From vincent.sarago at gmail.com  Mon Apr 16 12:14:04 2018
From: vincent.sarago at gmail.com (Vincent Sarago)
Date: Mon, 16 Apr 2018 15:14:04 -0400
Subject: [Landsat-pds] COG Format discussion
Message-ID: <A480395F-AB8B-4924-9449-30E4BE2EC9EE@gmail.com>

Sorry for hijacking this mailing list but as Landsat dataset is one of the biggest open COG dataset, discussion about the evolution of the format here made sense to us.

Couple weeks ago we started a discussion internally about COGEO format. It’s great to see how many people are using and implementing COG right now (e.g planet, digitalglobe…) that’s say we think there is still place for improvement. 

Here are some of our ideas:
- add webp compression to libtiff.
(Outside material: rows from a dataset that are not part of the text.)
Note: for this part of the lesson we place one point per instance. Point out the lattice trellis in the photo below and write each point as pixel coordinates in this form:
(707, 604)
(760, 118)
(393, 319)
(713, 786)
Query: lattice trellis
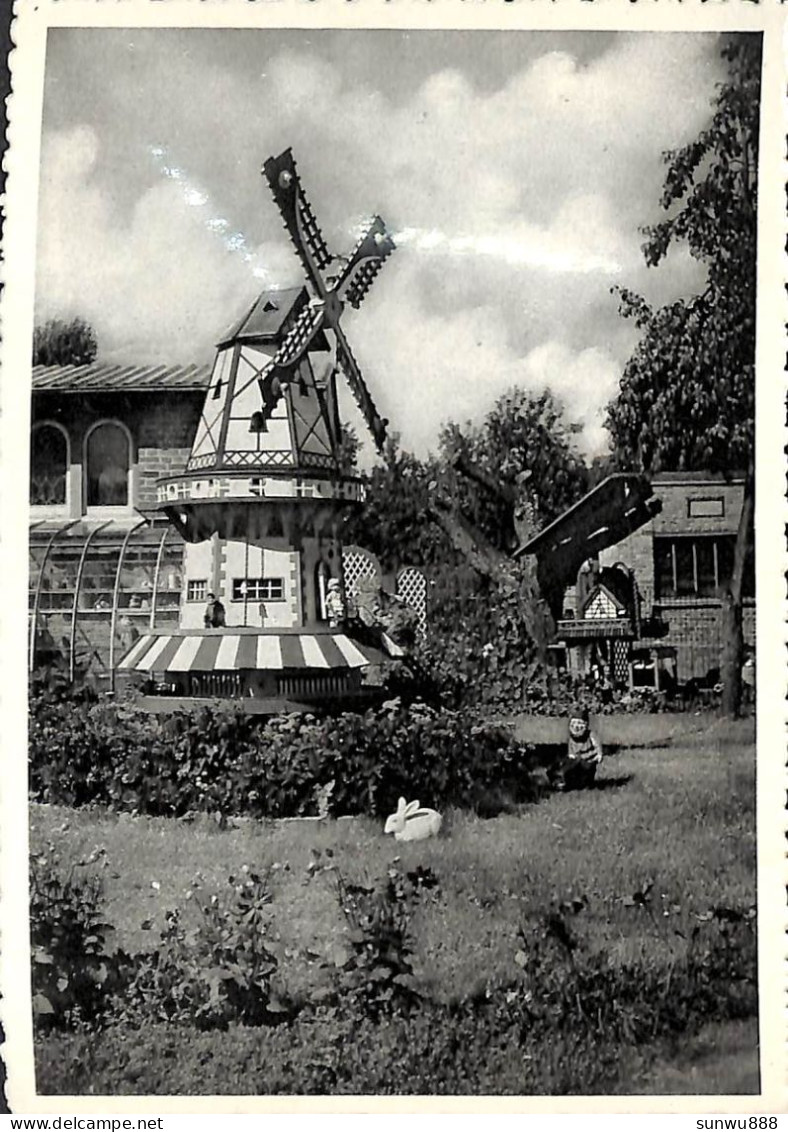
(358, 565)
(411, 585)
(621, 661)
Even if webp wasn’t a big success in term of adoption, the format is still a good option in comparison to JPEG and PNG. 
- Improve mask storing inside COG. For some technical reason, when you create a COG with internal masking, the mask is appended to the end of the IFD. Some of improvement could be to append mask TILE data just after the imagery tile data.

we’d love to hear story or comments from people about the format and how they see it moving in the future.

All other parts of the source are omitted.